In last instance, wrapping up this project may lead us towards more questions than what we proposed at the beginning itself. Our project focused on the initial question: “how long is a longform?” and inevitably, we verted towards the investigation of the elements that define it, in order to analyse the possibilities behind them and the flaws that may arise. Two points of view guided our research: “how is the canonical format being displayed?” and “how is the INC dealing with its own longforms?”
The problematics we found common to both may be summarised in: building readership, multimedia interaction, level of experimentation, and regime of distraction.
In analysing some online articles (from The Verge, Pitchfork, etc.), we notice that the styles chosen are directed related to a fundamental editorial decision: how much text do we think our readers can take at a glance, without feeling too discouraged?
As previously stated, the length of a longform can vary, but it being finite and so enriched with multimedia elements, the reality is that the words count is not as dramatically high as it looks. Still, there’s a specific style guiding the format of each longform showcasing a deeper understanding and strategy behind the length of the text and the multimedia intrusion that keeps in mind its audience. Building a community around this specific format sounds more challenging in comparison to blogging in 400 max about any given topic, so that finally it takes a focused campaign act to address those who are actually interested in the topic more than the format — but can still handle both.
Although keen on thinking that the best longform is also the one that has more interactivity, the reality of things might be quite different. It is undeniably true that a well presented and extraordinarily built article might be visually pleasing, but the amount and the nature of its multimedia objects must reflect the nature of the topic. One example is given by our own longform on Digital Comics, that must of course carry within it visual examples and a higher level of interaction in comparison to other longforms. The methods of building an article not only change, but also require a deeper knowledge of the platform chosen for publishing. Can it sustain the amount of interactivity? Does it require maintenance? Does it involve the use of further plugins? Is the amount of work necessary to publish worth the shot?
Level of Experimentation
If all the above questions have led to a loud “YES”, then it is possible to get out of the comfort zone of WordPress For Free and actually involve a designer. Though, the more complicated a longform becomes, the more difficult it is to handle it. New problematics arise: how does it respond to multiplatform testing? What is the impact when digested by read-later apps? Does the longform disrupt the experience of the user when changing tabs?
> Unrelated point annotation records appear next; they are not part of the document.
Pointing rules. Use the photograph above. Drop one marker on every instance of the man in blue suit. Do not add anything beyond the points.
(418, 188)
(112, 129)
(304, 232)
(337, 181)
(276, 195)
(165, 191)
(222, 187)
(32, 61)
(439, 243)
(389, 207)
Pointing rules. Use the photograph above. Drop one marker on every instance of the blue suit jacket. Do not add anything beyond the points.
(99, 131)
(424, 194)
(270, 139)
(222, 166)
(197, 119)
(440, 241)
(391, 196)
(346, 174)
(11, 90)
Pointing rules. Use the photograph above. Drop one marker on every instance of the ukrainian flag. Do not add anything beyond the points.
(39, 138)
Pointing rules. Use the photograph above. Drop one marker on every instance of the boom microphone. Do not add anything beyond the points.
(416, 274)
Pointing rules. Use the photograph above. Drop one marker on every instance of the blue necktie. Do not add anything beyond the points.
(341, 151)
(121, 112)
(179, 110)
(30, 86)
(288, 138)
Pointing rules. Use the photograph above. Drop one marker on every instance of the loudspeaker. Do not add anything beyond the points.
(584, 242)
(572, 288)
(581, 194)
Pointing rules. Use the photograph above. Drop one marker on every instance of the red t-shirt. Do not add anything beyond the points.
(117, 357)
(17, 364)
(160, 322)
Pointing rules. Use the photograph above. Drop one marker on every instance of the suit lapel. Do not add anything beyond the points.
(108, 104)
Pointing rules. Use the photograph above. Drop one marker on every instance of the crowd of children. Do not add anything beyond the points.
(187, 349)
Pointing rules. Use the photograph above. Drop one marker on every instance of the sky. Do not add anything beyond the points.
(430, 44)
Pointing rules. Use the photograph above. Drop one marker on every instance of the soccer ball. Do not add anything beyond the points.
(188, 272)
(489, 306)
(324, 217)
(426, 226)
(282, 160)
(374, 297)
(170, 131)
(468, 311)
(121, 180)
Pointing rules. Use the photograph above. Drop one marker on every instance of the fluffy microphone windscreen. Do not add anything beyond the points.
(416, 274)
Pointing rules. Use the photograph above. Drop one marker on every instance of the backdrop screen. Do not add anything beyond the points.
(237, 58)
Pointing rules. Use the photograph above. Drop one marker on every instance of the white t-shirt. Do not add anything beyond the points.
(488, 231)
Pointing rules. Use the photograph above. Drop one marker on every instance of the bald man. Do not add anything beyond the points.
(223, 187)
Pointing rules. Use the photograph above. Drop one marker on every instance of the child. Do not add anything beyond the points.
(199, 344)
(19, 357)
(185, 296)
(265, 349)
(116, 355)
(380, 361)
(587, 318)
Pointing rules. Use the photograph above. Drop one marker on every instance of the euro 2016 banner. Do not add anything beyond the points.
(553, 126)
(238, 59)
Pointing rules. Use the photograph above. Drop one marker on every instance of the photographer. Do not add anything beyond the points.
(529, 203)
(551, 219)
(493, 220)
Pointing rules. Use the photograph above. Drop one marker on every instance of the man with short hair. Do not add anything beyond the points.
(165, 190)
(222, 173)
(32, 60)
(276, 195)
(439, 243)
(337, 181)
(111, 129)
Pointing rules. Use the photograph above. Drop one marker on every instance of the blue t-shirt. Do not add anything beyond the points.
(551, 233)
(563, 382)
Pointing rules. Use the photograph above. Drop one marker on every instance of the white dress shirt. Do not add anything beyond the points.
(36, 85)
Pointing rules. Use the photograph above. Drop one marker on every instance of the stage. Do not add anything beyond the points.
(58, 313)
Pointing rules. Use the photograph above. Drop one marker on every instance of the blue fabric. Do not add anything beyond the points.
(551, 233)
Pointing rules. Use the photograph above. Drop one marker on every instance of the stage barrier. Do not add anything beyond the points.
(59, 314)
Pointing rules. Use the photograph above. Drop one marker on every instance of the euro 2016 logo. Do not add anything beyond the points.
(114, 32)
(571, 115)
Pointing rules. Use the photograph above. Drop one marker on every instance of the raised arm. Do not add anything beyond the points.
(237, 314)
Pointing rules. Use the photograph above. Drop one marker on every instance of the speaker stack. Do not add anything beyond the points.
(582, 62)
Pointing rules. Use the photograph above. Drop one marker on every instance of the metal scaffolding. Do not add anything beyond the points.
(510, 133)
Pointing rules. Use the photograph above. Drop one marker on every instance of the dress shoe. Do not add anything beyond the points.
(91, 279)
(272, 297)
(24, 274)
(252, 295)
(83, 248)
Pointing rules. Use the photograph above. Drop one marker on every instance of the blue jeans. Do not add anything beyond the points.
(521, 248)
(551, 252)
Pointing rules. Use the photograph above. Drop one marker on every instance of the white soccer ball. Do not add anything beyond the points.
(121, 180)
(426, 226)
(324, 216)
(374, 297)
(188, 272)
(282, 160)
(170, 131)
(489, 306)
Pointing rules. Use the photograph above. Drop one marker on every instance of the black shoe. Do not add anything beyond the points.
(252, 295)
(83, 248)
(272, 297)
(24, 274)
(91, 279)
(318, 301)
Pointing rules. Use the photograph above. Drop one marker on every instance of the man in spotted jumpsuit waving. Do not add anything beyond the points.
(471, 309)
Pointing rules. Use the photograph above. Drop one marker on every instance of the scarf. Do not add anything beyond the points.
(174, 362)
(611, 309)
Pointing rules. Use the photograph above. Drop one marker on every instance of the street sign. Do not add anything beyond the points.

‘With greatest powers, greatest responsibilities’ said the wise, but also greater amount of doubts. Instead of trying to adapt the text to its multimedia frame, it is fundamental to strategize in time. One way to experiment more wisely is to start anew by keeping in mind the design and only after provide a style guide to the author. In this case, problematics as excess of words in a page, or exaggerated use of multimedia will not arise: a clear style, a consistent format and a guided creation will make easy for the longform to be put in place even before its content has come to life. The medium is somehow dictating a direction, and the screen holds an undeniable power, until the experimentation manages to overcome its borders.
Regime of Distraction
Finally, the real demon in the house. The platform is built, the content is in place, the multimedia disruption is kept to a minimum (or a maximum, if that’s the choice), and the community is voraciously waiting to be fed with some spectacular experience. How to make sure they stick around, though?
Our research has taken into account all the problematics here discussed, but has come to a conclusion that the distractive experience of an online user is discouraging from writing a longform. The wish to write a better article, to present a nicer layout, and to attract the right audience, all come to having to deal with the annoyance of continuous notifications. Emails, texts, music, snack/nap break, gaming urge, etc. all lead us away from what we are reading, sometimes even leading to read something else.
The trick is then not to try to convince the readers to stick around as much as tempting them to come back.
Given this short analysis of what it takes to make a longform being brought to life, it is fundamental to think from a publishing point of view. As a reader it can be all fun and interesting to sporadically approach a long read when in the mood for a dose of highly cultivated and informative text, but as a publisher one must ask: at what price?
The claims around a low appreciation for long texts actually hides a much more worrying idea: that a valuable longform needs an insightful text, a committed team of professionals, and a dispendious platform.